Libres de deuil

Y a-t-il dans la perte de liberté, ou dans la découverte de son caractère illusoire (ce qui est au fond la même chose), quelque chose d’analogue à une mort organique ? Cette perte n’est-elle pas aussi vive – mais selon d’autres traumas – que la perte d’un membre que l’on vous coupe ou qui reste immobile malgré les ordres qu’on lui donne ? N’est-ce pas toute une vie qui s’enfuit dans la perte d’une aptitude, d’une capacité, d’une force que l’on n’exerçait pourtant qu’avec l’appui de certains parties précises de notre corps ? Comment fait-on le deuil de ces vies qui demeuraient enveloppées, localisées, quelque part en nous : dans une main agile, un œil vif, une voix qui porte ? Comment faire le deuil de ces vies qui étaient les nôtres et auxquelles nous survivons à notre plus grand étonnement ?

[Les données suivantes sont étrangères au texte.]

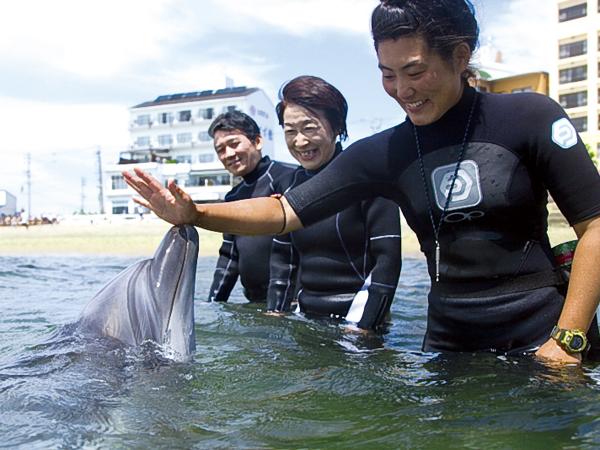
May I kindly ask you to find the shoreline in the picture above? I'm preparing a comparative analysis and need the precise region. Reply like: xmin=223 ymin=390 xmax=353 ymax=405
xmin=0 ymin=217 xmax=575 ymax=258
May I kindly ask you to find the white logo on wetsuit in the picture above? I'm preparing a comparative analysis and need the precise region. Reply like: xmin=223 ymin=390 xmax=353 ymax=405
xmin=552 ymin=117 xmax=577 ymax=149
xmin=431 ymin=160 xmax=482 ymax=211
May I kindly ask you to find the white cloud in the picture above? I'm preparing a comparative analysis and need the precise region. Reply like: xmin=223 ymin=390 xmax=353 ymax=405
xmin=477 ymin=0 xmax=557 ymax=73
xmin=0 ymin=0 xmax=180 ymax=78
xmin=213 ymin=0 xmax=379 ymax=35
xmin=0 ymin=98 xmax=129 ymax=152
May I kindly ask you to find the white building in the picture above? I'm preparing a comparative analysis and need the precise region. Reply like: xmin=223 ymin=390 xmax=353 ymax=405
xmin=0 ymin=189 xmax=17 ymax=216
xmin=104 ymin=87 xmax=276 ymax=214
xmin=550 ymin=0 xmax=600 ymax=155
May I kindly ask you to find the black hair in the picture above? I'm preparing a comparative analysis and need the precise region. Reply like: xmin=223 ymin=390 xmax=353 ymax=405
xmin=208 ymin=110 xmax=260 ymax=142
xmin=371 ymin=0 xmax=479 ymax=69
xmin=275 ymin=75 xmax=348 ymax=141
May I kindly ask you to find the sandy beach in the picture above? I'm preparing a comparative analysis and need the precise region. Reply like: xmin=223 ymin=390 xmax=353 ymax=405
xmin=0 ymin=210 xmax=575 ymax=257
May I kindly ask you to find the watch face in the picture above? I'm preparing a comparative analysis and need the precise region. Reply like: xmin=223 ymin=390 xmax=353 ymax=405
xmin=569 ymin=335 xmax=584 ymax=350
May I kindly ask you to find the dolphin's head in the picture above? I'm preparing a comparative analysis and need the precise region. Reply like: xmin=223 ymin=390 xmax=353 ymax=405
xmin=150 ymin=225 xmax=198 ymax=359
xmin=79 ymin=225 xmax=198 ymax=361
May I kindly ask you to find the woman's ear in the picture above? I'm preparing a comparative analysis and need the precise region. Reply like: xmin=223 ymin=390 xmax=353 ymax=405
xmin=452 ymin=42 xmax=471 ymax=73
xmin=254 ymin=134 xmax=264 ymax=151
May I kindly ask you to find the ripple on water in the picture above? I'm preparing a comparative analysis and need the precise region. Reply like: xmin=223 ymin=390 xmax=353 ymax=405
xmin=0 ymin=257 xmax=600 ymax=448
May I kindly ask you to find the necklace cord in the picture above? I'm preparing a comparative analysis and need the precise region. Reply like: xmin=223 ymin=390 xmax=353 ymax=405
xmin=412 ymin=92 xmax=477 ymax=281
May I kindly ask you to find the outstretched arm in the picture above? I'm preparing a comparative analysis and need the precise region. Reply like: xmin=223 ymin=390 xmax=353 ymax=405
xmin=123 ymin=168 xmax=302 ymax=235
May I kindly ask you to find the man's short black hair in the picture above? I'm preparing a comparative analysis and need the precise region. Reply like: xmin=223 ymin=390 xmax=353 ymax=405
xmin=208 ymin=110 xmax=260 ymax=142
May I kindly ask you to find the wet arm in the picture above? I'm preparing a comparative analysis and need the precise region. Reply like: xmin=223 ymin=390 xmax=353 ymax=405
xmin=123 ymin=168 xmax=302 ymax=235
xmin=350 ymin=197 xmax=402 ymax=330
xmin=208 ymin=234 xmax=239 ymax=302
xmin=267 ymin=234 xmax=299 ymax=312
xmin=537 ymin=217 xmax=600 ymax=363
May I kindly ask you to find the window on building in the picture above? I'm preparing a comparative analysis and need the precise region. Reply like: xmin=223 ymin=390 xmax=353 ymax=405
xmin=571 ymin=117 xmax=587 ymax=133
xmin=559 ymin=65 xmax=587 ymax=84
xmin=198 ymin=131 xmax=212 ymax=142
xmin=186 ymin=174 xmax=231 ymax=186
xmin=158 ymin=113 xmax=173 ymax=125
xmin=158 ymin=134 xmax=173 ymax=147
xmin=558 ymin=39 xmax=587 ymax=59
xmin=135 ymin=136 xmax=150 ymax=147
xmin=198 ymin=153 xmax=215 ymax=162
xmin=510 ymin=86 xmax=533 ymax=94
xmin=110 ymin=175 xmax=127 ymax=191
xmin=198 ymin=108 xmax=215 ymax=120
xmin=177 ymin=110 xmax=192 ymax=122
xmin=558 ymin=2 xmax=587 ymax=22
xmin=559 ymin=91 xmax=587 ymax=108
xmin=135 ymin=114 xmax=150 ymax=125
xmin=112 ymin=202 xmax=129 ymax=214
xmin=177 ymin=133 xmax=192 ymax=144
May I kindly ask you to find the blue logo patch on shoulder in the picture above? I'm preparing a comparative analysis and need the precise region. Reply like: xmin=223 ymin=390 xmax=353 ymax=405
xmin=552 ymin=117 xmax=577 ymax=149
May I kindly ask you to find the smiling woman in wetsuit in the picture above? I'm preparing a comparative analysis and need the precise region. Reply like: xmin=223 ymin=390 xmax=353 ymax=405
xmin=267 ymin=76 xmax=401 ymax=330
xmin=126 ymin=0 xmax=600 ymax=363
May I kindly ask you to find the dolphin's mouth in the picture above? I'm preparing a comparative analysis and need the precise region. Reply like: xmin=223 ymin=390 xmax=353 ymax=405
xmin=164 ymin=227 xmax=190 ymax=332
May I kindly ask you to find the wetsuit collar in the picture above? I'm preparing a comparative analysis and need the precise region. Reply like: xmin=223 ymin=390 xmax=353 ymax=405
xmin=304 ymin=142 xmax=342 ymax=177
xmin=242 ymin=156 xmax=271 ymax=184
xmin=406 ymin=86 xmax=477 ymax=132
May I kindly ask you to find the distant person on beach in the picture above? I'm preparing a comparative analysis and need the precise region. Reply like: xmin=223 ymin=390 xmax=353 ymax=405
xmin=267 ymin=76 xmax=402 ymax=330
xmin=125 ymin=0 xmax=600 ymax=364
xmin=208 ymin=110 xmax=294 ymax=302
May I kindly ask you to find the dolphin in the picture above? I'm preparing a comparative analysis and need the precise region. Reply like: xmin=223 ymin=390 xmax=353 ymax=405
xmin=76 ymin=225 xmax=198 ymax=361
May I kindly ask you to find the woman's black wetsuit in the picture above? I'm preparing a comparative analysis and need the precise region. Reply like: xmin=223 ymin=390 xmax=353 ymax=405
xmin=267 ymin=149 xmax=402 ymax=329
xmin=286 ymin=88 xmax=600 ymax=352
xmin=208 ymin=156 xmax=295 ymax=302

Notre médecine, on le sait, a franchi un seuil décisif quant à son efficacité le jour où la mort fut conçue comme une durée plurielle et non plus comme ce moment insécable qui sépare la vie du trépas. Mais il ne suffit pas de déplier la mort en autant de phases qu’il y a d’organes qui s’éteignent : cœur, poumon, cerveau (idem pour les étapes du deuil qui ne font que reproduire ce même schéma suivant les instances psychologiques en jeu), il faut aller jusqu’à dire, comme Gilles Deleuze le faisait, que la mort est coextensive à la vie, que nous mourrons plusieurs fois de notre vivant, que nous sommes tous, et ce bien avant la naissance, des survivants. L’histoire politique du siècle récent nous l’enseigne, les blessures et les pertes civiles du moment nous l’apprennent également.

 

L’immatériel

En passant

Ce qui fait la bêtise suprême de certaines paroles, c’est l’innocente façon qu’elles ont d’écraser la poésie possible de celles qu’elles écartent trop facilement : ainsi en va-t-il de l’Immatériel. Terme courant, dont l’usage est heureusement contesté, il trahit la méconnaissance totale de l’actualité du monde dans lequel nous vivons. Quelle est donc cette matière qui aurait disparu avec la multiplication des réseaux électroniques ? La bonne vieille pierre qui figure comme le modèle même de toute matière solide : monuments imposants par lesquelles nous défions le temps (montagnes sacrées, mégalithes éternellement dressées, pierres tombales, tables de loi et leurs simulacres de papier) ; remparts puissants par lesquels nous nous protégeons de la blessure mortelle des éléments (grottes creusées dans la roche, murs de fortification, caveaux souterrains) ; inébranlables fondations par lesquelles nous tenons à disposition la certitude sensible d’une stabilité du monde.

Or, la physique et la biologie travaillent aujourd’hui sur bien d’autres matières qui n’ont plus rien de tangible, de visible à l’œil nu, et qui ont quitté ces formes rigides qui leur assignaient un lieu à chaque instant saisissable dans l’espace. La matière par excellence, et cela les peintres nous le mettaient sous le nez depuis bien longtemps, ce serait plutôt la lumière. Aussi n’y a-t-il pas de processus de dématérialisation des supports mais simplement un changement d’échelle, le passage dans une micro dimension. Nous investissons une profondeur inconnue pour nos sens, mais que les ingénieurs, les techniciens et les scientifiques connaissaient déjà par expérimentation. Par le biais des nouvelles technologies, c’est donc tout un univers pratiqué jusqu’ici par quelques groupes sociaux qui se trouve promu au rang d’habitat. Nous vivons désormais, à l’échelle qui nous est la plus quotidienne, au cœur même d’un monde que seule la science se figurait jusque-là. Miniaturisant nos supports d’information, nous élevons parallèlement l’espace des réseaux et des signaux au rang d’un nouveau macrocosme.

 

On n’attrape pas la mort

En passant

Depuis plusieurs jours, je porte le froid en moi. L’hiver est là, la neige est là, je tremble comme une feuille qui subitement aurait été forcée de tomber de l’arbre, mais ça n’y fait rien : le froid qui me tient reste tout à fait étranger à celui qui s’installe au dehors. Je sais sans savoir que sa morsure n’aurait jamais pu atteindre de telles profondeurs dans ma chair. Ce froid qui rayonne dans mon ventre est celui de la mort qui s’élance. La viande gèle, les os se glacent, et l’hiver passera que cela continuera. Désormais je porte le froid en moi, la vie qui s’éteint.